I sat there until I was sure she had left, and then went in, closed the veranda door, locked it, and went up to the bedroom. I kicked off my sandals and lay down. I thought about her having said: Oh Martin, and that she had stroked my cheek. After a while I slipped into a doze filled with images: changing landscapes I had not seen before, and of which there was nothing frightening, but which nevertheless filled me with such a strong feeling of unease or anxiety that I had to get out of bed and pace back and forth on the bedroom floor. It helped. It’s always helped. But I didn’t lie down again.
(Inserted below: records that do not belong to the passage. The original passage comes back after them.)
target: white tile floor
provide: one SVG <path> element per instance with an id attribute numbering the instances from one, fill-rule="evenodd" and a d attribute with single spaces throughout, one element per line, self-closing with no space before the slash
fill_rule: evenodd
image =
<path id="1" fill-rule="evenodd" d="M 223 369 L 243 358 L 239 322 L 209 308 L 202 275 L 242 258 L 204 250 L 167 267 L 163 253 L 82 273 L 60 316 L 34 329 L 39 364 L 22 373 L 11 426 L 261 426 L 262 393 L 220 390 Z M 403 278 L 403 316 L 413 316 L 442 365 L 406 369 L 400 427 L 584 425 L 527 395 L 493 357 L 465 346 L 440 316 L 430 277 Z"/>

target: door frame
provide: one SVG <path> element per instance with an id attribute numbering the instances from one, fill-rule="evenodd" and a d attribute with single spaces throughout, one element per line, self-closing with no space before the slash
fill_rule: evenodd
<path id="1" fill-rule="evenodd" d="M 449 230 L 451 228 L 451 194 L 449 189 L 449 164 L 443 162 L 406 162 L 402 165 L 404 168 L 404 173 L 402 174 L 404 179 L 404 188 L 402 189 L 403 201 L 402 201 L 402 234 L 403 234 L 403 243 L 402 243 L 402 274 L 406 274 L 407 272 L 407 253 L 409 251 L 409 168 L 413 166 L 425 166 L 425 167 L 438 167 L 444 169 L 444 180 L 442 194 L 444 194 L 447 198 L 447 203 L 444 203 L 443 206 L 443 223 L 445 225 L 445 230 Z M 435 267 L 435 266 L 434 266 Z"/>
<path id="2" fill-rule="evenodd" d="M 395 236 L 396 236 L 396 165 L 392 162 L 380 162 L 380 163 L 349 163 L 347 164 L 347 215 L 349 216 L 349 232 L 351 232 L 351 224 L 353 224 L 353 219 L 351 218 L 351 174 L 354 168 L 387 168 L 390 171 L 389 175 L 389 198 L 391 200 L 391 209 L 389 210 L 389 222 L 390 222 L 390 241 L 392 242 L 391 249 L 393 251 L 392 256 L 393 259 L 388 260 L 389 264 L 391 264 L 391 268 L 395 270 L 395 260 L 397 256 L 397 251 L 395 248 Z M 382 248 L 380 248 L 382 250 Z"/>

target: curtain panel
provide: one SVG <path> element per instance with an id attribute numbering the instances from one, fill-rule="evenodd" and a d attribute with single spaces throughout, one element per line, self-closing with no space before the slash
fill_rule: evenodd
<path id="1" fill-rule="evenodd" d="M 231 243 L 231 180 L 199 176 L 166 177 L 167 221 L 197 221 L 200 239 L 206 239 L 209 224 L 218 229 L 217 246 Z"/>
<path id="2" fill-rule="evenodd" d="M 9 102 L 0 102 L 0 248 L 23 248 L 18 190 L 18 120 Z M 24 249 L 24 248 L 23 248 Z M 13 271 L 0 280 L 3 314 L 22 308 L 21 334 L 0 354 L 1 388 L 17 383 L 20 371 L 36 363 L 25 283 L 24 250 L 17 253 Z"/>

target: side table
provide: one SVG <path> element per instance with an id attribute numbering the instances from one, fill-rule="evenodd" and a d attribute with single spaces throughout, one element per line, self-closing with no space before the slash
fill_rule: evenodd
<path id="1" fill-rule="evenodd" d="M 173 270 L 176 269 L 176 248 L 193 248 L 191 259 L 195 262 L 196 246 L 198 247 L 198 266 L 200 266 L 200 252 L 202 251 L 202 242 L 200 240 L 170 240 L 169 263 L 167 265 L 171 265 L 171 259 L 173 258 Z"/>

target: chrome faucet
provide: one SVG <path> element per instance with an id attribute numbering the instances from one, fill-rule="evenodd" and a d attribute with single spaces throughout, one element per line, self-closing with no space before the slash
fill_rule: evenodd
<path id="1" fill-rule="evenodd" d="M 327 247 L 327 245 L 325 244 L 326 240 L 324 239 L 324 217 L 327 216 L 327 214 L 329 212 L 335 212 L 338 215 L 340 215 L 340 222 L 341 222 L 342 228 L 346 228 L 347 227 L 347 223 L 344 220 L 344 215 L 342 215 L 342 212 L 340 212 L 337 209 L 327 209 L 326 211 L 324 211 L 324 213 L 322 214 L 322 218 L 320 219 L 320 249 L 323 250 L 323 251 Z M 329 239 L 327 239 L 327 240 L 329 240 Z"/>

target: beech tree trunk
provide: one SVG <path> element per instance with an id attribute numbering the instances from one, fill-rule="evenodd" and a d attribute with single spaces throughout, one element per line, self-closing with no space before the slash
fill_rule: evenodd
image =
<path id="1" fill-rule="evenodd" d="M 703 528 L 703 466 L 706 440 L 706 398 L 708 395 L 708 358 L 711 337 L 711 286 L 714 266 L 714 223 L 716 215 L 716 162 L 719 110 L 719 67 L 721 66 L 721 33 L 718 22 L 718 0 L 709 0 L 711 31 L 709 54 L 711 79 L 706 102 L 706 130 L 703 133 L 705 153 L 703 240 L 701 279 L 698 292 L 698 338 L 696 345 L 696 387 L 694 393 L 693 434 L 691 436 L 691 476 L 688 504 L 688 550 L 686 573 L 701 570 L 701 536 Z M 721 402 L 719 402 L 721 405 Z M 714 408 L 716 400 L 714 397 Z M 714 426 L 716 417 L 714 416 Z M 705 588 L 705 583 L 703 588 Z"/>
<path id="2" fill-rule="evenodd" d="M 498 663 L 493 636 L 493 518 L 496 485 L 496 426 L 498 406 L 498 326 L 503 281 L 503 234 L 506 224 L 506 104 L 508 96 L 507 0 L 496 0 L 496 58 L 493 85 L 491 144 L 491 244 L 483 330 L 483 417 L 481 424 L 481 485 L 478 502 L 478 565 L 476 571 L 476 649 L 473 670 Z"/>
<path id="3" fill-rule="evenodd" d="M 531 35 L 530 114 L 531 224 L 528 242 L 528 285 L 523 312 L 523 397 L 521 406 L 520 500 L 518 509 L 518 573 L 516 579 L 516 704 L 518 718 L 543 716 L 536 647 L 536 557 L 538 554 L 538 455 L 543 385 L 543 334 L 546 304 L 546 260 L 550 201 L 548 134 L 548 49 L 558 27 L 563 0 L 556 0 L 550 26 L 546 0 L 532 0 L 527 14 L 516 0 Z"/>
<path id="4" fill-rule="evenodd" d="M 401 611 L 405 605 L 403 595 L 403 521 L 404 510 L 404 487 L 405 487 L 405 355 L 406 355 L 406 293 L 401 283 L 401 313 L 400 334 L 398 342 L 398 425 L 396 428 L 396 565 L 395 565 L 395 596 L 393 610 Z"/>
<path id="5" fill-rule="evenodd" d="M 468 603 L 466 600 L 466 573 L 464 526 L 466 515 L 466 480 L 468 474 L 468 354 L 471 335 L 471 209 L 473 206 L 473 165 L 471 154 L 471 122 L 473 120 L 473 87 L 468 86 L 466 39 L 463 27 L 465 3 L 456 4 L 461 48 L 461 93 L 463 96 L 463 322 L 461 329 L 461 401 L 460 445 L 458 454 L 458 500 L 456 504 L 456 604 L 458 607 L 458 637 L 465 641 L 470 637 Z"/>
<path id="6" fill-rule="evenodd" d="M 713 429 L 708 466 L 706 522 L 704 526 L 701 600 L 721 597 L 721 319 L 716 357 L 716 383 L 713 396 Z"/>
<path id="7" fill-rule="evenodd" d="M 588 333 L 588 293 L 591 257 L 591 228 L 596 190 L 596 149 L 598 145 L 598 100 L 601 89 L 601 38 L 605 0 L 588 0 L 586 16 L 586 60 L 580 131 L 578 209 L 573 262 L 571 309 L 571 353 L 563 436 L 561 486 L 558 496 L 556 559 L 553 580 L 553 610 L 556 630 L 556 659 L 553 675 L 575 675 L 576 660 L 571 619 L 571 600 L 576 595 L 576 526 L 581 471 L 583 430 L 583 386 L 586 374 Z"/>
A little while after Eli got home—we hadn’t spoken to one another, she was standing by the kitchen window looking out—I went over to her, laid my hand gently upon her and told her I was sorry for having said that I was going to meet William. Yes, well, she said. I withdrew my hand. It didn’t have anything to do with you, I said. Oh Martin, she said. I didn’t know what else to say, but I didn’t leave. She turned and looked at me. I met her gaze. I couldn’t make out what was in it. This doesn’t change anything, she said. No, I thought. Does it? she said. No, I said.